А вот это было лишнее для этой «мамы». Ушли они под Васин плач.

– Почему Вася плачет? Ему не понравился «мишка»? – спрашивал Вовка.

Мать не отвечала.

– Мама, – дёргал он её за руку, – почему Вася плачет?

Она шла, остервенело меся сапогами весеннюю слякоть.

– Мама, а почему ты-ы пла-а-чешь? – заплакал Вовка…

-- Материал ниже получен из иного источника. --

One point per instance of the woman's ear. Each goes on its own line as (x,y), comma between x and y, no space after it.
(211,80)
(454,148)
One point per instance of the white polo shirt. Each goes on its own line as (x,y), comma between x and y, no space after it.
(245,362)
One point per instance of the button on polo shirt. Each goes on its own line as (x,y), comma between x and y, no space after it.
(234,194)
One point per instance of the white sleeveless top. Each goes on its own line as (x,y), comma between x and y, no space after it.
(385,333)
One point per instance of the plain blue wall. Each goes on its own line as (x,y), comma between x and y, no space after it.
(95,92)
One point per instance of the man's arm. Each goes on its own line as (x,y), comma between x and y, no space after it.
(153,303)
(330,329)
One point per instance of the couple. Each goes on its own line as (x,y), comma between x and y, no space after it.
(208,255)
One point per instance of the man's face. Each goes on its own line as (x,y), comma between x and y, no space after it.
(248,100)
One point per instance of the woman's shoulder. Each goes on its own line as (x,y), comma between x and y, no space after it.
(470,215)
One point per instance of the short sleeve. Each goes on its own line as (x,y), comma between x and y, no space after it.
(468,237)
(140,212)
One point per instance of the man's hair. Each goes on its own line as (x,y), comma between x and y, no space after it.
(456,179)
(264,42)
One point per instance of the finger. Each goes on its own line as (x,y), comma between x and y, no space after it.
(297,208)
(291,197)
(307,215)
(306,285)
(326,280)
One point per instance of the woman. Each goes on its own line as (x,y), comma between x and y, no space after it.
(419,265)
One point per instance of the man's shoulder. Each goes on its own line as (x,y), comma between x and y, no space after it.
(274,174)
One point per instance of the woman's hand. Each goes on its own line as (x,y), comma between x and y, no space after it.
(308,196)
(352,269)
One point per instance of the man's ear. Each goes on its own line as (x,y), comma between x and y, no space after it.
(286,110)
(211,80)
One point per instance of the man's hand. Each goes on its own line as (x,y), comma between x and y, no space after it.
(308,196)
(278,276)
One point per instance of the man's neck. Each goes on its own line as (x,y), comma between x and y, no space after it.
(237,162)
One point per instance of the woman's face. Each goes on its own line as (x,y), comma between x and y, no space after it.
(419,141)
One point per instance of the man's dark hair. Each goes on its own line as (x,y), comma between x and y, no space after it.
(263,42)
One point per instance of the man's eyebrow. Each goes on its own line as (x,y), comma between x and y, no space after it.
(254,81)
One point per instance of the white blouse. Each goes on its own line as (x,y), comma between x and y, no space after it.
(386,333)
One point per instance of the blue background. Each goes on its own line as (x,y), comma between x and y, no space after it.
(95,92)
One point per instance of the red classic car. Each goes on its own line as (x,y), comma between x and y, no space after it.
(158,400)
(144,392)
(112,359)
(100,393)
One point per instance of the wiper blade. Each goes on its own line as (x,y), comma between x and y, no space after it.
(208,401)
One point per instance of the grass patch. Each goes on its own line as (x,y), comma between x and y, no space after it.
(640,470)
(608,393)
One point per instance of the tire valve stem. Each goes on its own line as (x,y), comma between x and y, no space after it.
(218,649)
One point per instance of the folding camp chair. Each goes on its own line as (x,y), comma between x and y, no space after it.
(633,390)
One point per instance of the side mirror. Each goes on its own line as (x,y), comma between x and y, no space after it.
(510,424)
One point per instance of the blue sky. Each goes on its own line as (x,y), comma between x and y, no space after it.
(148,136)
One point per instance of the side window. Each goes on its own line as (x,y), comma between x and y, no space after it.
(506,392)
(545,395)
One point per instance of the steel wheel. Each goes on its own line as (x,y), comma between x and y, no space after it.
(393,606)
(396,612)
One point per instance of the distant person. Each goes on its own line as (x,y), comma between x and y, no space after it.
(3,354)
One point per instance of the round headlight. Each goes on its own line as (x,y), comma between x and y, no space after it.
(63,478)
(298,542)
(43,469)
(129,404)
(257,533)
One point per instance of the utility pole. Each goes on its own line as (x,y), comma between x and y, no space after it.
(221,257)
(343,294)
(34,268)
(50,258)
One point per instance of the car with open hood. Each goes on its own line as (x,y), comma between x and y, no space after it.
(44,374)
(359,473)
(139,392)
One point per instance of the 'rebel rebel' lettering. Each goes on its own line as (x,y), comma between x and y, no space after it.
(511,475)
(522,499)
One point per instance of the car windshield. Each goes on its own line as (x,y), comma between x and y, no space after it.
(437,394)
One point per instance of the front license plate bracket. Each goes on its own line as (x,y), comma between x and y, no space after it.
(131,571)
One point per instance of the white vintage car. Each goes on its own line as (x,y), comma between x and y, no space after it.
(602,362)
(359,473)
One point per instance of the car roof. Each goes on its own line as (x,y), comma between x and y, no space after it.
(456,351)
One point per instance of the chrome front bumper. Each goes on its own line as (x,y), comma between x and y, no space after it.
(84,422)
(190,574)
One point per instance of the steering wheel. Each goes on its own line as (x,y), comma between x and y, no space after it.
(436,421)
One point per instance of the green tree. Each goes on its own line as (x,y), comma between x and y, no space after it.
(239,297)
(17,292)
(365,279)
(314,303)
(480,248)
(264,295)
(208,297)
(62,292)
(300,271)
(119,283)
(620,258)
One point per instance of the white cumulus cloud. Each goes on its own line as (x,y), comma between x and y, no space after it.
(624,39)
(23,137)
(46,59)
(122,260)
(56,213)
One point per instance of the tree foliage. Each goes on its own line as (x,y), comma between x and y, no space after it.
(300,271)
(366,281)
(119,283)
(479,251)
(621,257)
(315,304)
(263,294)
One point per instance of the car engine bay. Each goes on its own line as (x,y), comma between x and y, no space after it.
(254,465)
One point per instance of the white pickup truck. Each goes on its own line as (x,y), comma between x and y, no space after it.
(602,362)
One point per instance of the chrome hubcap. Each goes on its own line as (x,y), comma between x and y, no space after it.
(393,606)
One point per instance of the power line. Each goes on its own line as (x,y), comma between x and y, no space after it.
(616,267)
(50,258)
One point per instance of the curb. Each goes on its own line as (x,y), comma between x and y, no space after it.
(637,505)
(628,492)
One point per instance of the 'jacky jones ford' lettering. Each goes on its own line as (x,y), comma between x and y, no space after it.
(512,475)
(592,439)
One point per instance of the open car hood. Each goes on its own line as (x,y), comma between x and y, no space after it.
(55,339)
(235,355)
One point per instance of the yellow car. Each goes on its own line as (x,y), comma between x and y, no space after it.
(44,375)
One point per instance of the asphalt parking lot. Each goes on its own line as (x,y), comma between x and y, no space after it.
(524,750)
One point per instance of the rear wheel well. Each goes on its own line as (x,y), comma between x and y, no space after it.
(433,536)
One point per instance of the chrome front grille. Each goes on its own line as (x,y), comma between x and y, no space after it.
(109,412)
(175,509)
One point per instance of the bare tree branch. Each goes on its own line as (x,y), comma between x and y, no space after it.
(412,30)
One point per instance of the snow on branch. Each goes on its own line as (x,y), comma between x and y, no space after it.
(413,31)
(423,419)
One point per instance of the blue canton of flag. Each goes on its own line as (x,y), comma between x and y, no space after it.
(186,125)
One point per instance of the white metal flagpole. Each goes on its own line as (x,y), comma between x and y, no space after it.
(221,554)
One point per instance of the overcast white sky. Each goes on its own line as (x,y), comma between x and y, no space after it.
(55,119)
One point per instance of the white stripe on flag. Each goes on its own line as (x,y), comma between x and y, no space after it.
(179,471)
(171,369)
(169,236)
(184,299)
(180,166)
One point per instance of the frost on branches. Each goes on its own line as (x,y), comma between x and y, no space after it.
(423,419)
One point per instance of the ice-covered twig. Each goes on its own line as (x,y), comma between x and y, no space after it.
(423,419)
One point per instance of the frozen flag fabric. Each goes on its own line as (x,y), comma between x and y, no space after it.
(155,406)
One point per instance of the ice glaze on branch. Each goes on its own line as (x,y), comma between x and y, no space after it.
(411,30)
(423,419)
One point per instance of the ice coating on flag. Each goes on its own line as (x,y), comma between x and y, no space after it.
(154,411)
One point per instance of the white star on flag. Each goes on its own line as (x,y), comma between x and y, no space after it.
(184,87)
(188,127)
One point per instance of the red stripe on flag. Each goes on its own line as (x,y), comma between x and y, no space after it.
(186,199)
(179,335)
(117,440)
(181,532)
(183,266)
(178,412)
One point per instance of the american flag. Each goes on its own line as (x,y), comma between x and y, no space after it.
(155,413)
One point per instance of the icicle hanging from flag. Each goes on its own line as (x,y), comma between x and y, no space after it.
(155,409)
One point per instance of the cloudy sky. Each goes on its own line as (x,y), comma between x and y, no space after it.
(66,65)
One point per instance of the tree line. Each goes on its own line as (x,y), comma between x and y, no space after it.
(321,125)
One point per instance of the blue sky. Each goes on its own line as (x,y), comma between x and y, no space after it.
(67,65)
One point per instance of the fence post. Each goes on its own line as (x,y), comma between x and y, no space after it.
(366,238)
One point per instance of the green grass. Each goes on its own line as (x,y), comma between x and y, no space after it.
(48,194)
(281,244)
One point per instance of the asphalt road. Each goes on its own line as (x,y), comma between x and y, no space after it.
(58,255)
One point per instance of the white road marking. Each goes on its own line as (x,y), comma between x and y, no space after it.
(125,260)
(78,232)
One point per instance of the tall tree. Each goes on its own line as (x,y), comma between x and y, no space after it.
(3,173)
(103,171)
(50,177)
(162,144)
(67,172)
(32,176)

В мае они снова поехали в детдом. Шёл дождь, тропинки, словно ковриками из соломки, были устланы сосновыми иголками, сквозь которые просачивалась вода. Вася на этот раз их узнал. Он вышел к ним, прижимая к себе плюшевого мишку, ими подаренного. Вышедшая с ним воспитательница сказала, что с этой игрушкой мальчик не расстаётся. В начале июля они съездили к Васе на день рождения. Ему исполнилось два года.

Ездили к Васе и зимой.

Детдом на Зинаиду действовал угнетающе. Это был особый мир одиночества и горя. Лица детей были холодны и замкнуты, потому что у всех этих детей была своя обида и своя беда. Не сравнить с домашней обстановкой, с обстановкой небольшой семьи. Она не знала, как в большой семье, но в маленькой даже её неласковые родители были добры. Каждый вечер она могла подойти к отцу, уставшему после работы, и он обнимал её, гладил по голове, говорил, что она хорошая девочка. Что уж говорить о маме. Она тоже, придя с работы, буквально падая от усталости, всегда отвечала на ласку дочери: сядет Зина к ней в кресло, и они сидят вдвоём, прижавшись друг к другу.

А эти, детдомовские дети?! У них был большой ковёр в игралке, паровое отопление нагревало комнаты, у них были тут хорошие условия, игрушек было много, сам этот дом стоял среди соснового леса, то есть гуляли они на воздухе, который очень отличался свежестью от городского. Но разве могли воспитатели, нянечки, этот персонал, выполнить ту роль, которую выполняли Зинины уставшие на заводе родители? Наверное, у этих работающих в детдоме женщин и времени не было, чтобы каждого по головке погладить хоть один раз в сутки! А как без этого жить? Как без этого может вообще вырасти человек?! Этот крошечный мальчик Вася отлично понял, чего ему не хватает в жизни. Пока они с Вовкой гостили, он не очень-то соблазнялся шумной игрой Вовки, который всякий раз хотел его увлечь катанием машинок, паровозиков и складыванием из кубиков домов (игрушек тут было куда больше, чем у Вовки дома). Вместо всех этих игр, Вася чётко занимал место рядом с Зинаидой на диване, прислонялся к её руке и так тихо сидел.

Она решила, что лучше ей читать детям. Вот пока они гостят, она будет им что-нибудь прочитывать. Сказку какую-нибудь, книжек было тоже полно: прекрасных детских книжек. Вовка уже знал наизусть много стишков, любил громко произносить их даже в автобусе, когда они ехали. Может, подумала Зинаида, пока он спал за шкафом, а Георгий Иванович завывал своими стихами, это как-то проникло в подсознание мальчику? Чтение было очень кстати. Вася теперь от них уходил не плача, он смотрел твёрдым взглядом почти взрослого человека (взглядом закоренелого детдомовца), в котором можно было прочесть, как в книжке, одно: приезжайте скорей.